Bildquelle: Gregor Hohenberg / Sony Classical

Es geht ihnen um nicht weniger als den Verfassungsrang von Kultur. Den sehen die Künstlerinnen und Künstler des Bündnisses beeinträchtigt – unter ihnen der Bariton Christian Gerhaher und der Dirigent Hansjörg Albrecht. Unterstützt wird die Initiative "Aufstehen für die Kunst" vom Rechtsanwalt Wolfram Hertel aus der Berliner Kanzlei Raue, die auf Kunst und Kultur spezialisiert ist. "Grundrechte müssen dort ausgeübt werden können, wo sie mit Blick auf das Infektionsrisiko vertretbar sind", fordert Hertel in einer Pressekonferenz am 24. Februar im Münchner Gasteig. "Diejenigen Theater und Konzerthäuser, die einen solchen Schutz gewährleisten können, dürfen deshalb nicht weiter pauschal geschlossen bleiben!"

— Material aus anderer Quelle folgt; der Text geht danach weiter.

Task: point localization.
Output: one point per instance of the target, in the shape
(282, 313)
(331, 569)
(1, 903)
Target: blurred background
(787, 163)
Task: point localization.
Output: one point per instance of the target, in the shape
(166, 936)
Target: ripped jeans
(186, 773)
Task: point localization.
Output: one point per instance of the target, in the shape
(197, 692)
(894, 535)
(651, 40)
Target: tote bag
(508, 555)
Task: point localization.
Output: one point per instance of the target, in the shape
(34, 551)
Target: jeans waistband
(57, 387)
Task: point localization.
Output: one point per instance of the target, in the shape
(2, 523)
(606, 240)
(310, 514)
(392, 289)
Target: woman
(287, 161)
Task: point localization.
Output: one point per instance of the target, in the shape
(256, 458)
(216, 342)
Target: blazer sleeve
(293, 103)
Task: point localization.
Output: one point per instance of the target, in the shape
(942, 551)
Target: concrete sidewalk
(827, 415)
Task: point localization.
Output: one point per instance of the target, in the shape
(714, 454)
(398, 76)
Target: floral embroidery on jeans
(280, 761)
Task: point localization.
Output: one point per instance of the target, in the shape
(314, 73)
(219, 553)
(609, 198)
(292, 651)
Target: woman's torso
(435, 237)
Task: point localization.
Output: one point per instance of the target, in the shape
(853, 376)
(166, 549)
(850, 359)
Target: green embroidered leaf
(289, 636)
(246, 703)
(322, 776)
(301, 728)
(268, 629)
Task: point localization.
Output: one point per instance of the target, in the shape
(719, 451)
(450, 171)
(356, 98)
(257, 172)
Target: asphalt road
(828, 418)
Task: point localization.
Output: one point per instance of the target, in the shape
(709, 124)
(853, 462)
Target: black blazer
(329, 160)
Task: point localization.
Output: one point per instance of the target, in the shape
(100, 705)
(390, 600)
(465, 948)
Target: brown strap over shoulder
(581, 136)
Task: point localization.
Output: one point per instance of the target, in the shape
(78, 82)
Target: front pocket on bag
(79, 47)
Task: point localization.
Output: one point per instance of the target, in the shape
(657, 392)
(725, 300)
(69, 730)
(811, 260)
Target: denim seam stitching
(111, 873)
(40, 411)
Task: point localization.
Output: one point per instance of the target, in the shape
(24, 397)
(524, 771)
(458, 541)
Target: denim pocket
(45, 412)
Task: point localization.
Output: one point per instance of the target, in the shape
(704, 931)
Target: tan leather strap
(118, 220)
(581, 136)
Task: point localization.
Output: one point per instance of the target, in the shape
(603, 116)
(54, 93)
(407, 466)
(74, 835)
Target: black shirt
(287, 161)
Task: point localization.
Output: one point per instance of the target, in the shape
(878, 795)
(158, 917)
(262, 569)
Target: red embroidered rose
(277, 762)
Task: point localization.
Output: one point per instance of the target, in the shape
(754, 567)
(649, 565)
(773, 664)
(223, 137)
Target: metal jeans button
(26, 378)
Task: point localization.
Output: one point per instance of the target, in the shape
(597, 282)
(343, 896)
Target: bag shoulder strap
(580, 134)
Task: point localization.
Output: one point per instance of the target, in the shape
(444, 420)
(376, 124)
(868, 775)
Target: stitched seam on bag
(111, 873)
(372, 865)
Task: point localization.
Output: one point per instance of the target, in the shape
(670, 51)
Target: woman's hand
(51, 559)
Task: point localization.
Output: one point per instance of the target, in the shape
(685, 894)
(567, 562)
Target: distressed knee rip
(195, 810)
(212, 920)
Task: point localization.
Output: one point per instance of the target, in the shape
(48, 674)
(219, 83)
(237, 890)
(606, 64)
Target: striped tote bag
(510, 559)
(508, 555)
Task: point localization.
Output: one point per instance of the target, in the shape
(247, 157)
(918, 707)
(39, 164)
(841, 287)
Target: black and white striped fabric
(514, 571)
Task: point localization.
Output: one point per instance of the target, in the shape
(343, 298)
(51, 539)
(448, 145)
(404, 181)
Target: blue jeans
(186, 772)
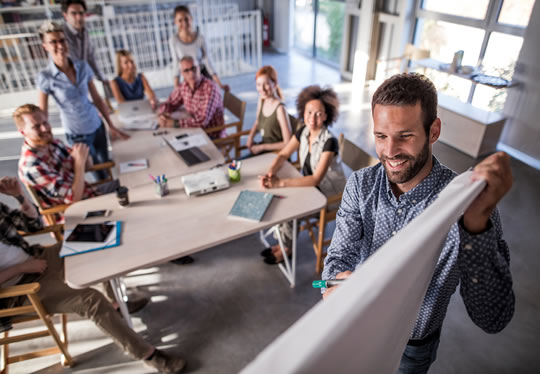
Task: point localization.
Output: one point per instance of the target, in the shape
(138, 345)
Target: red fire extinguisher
(266, 32)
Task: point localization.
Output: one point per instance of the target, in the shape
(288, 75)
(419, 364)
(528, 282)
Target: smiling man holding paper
(381, 200)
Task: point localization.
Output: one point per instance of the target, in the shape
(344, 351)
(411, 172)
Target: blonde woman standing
(128, 84)
(190, 43)
(272, 121)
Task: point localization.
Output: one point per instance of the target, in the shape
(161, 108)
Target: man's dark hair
(407, 89)
(67, 3)
(327, 96)
(183, 9)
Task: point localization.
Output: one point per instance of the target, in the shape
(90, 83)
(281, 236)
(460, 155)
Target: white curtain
(364, 326)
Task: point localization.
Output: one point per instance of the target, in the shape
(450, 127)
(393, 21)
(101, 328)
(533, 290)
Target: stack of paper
(188, 142)
(134, 165)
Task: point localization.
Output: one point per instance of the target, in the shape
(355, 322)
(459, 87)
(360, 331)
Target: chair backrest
(352, 156)
(234, 105)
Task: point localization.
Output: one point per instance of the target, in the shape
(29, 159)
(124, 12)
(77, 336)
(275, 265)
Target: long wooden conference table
(159, 229)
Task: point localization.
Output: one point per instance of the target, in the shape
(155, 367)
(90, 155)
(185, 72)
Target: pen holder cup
(162, 189)
(122, 195)
(234, 175)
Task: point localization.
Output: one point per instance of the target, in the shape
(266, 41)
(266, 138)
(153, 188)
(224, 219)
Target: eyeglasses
(55, 42)
(192, 69)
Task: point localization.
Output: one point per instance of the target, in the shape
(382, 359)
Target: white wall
(522, 130)
(283, 15)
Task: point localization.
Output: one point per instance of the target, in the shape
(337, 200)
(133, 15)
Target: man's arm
(174, 102)
(92, 59)
(209, 103)
(343, 253)
(25, 219)
(484, 257)
(486, 282)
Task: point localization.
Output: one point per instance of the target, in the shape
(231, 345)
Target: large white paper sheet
(364, 326)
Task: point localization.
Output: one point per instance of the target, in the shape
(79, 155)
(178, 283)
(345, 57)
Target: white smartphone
(97, 213)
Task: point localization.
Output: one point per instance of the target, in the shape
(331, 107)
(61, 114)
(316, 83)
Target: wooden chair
(49, 214)
(395, 65)
(355, 158)
(32, 312)
(231, 143)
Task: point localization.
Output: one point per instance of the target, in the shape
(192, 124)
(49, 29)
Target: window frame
(489, 24)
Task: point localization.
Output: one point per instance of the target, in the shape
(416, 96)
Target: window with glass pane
(330, 30)
(304, 18)
(464, 8)
(450, 85)
(501, 55)
(500, 60)
(443, 39)
(516, 12)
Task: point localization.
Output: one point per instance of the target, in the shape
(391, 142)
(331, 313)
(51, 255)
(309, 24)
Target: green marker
(327, 283)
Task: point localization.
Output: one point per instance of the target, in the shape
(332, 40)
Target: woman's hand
(154, 103)
(118, 134)
(165, 120)
(270, 181)
(256, 148)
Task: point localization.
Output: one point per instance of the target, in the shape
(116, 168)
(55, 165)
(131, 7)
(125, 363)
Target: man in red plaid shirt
(199, 96)
(53, 169)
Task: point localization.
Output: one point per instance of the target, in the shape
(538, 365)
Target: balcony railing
(233, 39)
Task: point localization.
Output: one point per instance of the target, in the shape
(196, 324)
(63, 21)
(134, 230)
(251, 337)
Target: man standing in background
(78, 40)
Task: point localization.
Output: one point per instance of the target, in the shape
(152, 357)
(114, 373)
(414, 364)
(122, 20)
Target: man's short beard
(417, 163)
(42, 141)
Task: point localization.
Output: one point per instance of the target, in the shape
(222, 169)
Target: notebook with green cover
(251, 205)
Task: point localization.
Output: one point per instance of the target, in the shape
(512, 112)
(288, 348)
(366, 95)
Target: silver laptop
(135, 108)
(205, 182)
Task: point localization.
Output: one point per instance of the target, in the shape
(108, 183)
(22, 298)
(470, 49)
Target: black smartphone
(97, 213)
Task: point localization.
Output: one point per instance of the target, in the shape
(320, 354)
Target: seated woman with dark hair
(318, 154)
(128, 85)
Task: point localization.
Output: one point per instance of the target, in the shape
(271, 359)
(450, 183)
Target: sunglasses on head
(192, 69)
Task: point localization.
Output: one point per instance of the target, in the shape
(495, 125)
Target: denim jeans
(418, 359)
(97, 143)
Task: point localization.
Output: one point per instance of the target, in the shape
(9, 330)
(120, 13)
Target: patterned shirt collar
(197, 84)
(322, 133)
(54, 69)
(418, 193)
(40, 152)
(74, 31)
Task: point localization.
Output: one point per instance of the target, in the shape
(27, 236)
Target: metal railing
(233, 39)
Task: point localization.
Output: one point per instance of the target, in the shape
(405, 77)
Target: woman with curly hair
(318, 153)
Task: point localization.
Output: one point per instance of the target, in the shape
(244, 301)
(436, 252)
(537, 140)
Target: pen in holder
(234, 171)
(162, 187)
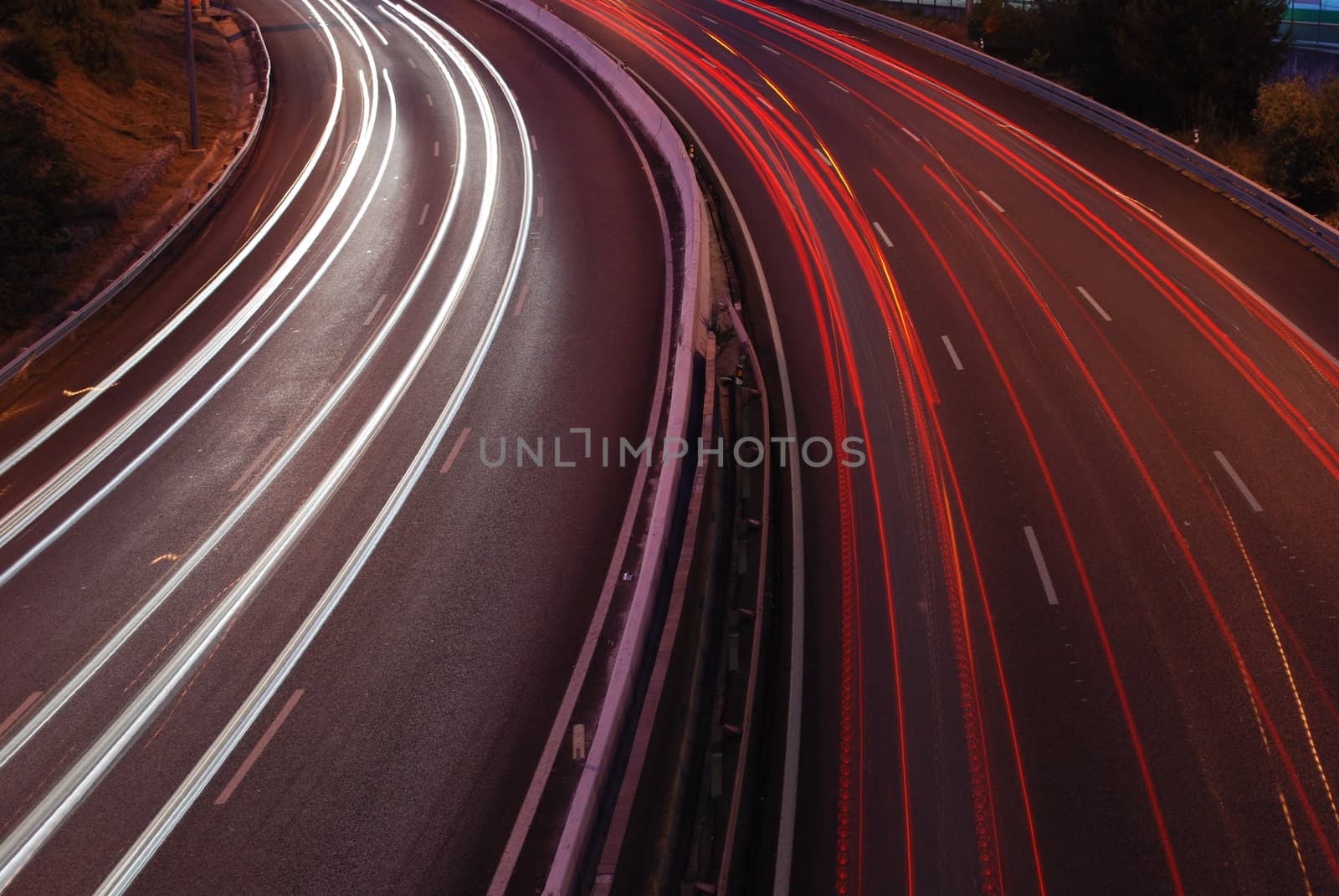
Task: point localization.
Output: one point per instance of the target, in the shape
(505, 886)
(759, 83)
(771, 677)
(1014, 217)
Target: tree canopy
(1176, 64)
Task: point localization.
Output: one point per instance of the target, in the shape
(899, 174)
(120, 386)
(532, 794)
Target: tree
(37, 182)
(95, 33)
(1301, 141)
(1175, 64)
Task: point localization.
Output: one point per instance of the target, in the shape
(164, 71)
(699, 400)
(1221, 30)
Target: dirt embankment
(131, 144)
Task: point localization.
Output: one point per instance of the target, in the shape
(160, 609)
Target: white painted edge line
(23, 708)
(455, 450)
(256, 463)
(952, 352)
(1238, 481)
(1041, 566)
(122, 876)
(375, 309)
(520, 302)
(122, 280)
(883, 234)
(580, 822)
(1095, 307)
(256, 750)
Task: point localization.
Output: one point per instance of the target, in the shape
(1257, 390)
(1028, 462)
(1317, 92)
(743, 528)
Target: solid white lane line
(1095, 307)
(260, 748)
(952, 354)
(375, 309)
(77, 678)
(368, 23)
(23, 708)
(883, 234)
(142, 851)
(23, 515)
(455, 449)
(1236, 479)
(1041, 566)
(260, 458)
(520, 302)
(28, 836)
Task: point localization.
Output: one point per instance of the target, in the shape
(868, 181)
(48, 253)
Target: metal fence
(1312, 23)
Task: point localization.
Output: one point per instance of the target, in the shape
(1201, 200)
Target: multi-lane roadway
(1070, 630)
(269, 622)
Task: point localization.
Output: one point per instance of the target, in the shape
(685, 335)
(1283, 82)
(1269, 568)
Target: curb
(19, 365)
(1265, 204)
(687, 350)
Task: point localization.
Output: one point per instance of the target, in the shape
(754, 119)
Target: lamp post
(191, 74)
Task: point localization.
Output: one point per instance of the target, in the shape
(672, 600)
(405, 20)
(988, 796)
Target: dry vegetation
(124, 140)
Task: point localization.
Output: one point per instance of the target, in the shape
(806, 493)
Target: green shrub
(1299, 144)
(37, 182)
(33, 49)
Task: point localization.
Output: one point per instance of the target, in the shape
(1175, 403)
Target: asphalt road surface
(269, 622)
(1071, 628)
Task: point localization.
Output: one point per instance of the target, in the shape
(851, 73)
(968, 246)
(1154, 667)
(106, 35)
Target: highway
(271, 622)
(1070, 628)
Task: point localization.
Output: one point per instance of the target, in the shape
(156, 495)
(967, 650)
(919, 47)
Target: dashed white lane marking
(952, 352)
(23, 708)
(260, 748)
(1236, 479)
(1095, 307)
(260, 458)
(1041, 566)
(520, 300)
(455, 449)
(579, 741)
(883, 234)
(375, 309)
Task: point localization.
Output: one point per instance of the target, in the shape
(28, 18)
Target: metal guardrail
(91, 307)
(1285, 216)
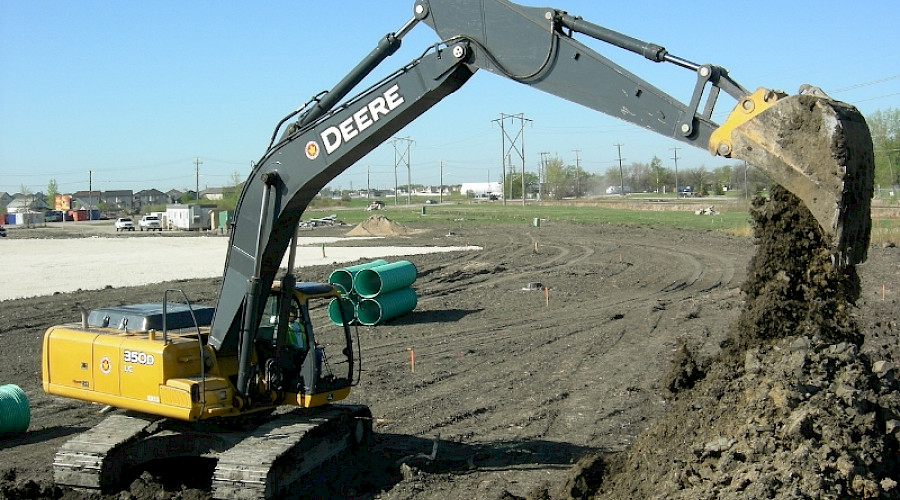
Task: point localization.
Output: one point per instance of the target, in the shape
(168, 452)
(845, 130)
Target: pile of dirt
(791, 408)
(379, 225)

Das Grundrecht auf Kunstfreiheit

Der Staat dürfe nur dann in Grundrechte eingreifen, wenn von Kulturveranstaltungen selbst eine konkrete Gefahr für die Gesundheit ausgehe. Der Weg zu einer Veranstaltung aber könne hier nicht mit einberechnet werden. Nicht zulässig seien laut Hertel Untersagungen, mit denen nur mittelbare Ziele erreicht würden, wie etwa möglichst wenig Mobilität. Was bei der Religionsfreiheit und Versammlungsfreiheit berücksichtigt worden ist, fordert die Initiative auch für die Kultur. Doch Hertel stellt auch klar, dass das Bündnis keinen "Freibrief für jegliche Art von Kulturveranstaltungen" fordert, sondern mit Beschränkungen und Schutzmaßnahmen einverstanden ist.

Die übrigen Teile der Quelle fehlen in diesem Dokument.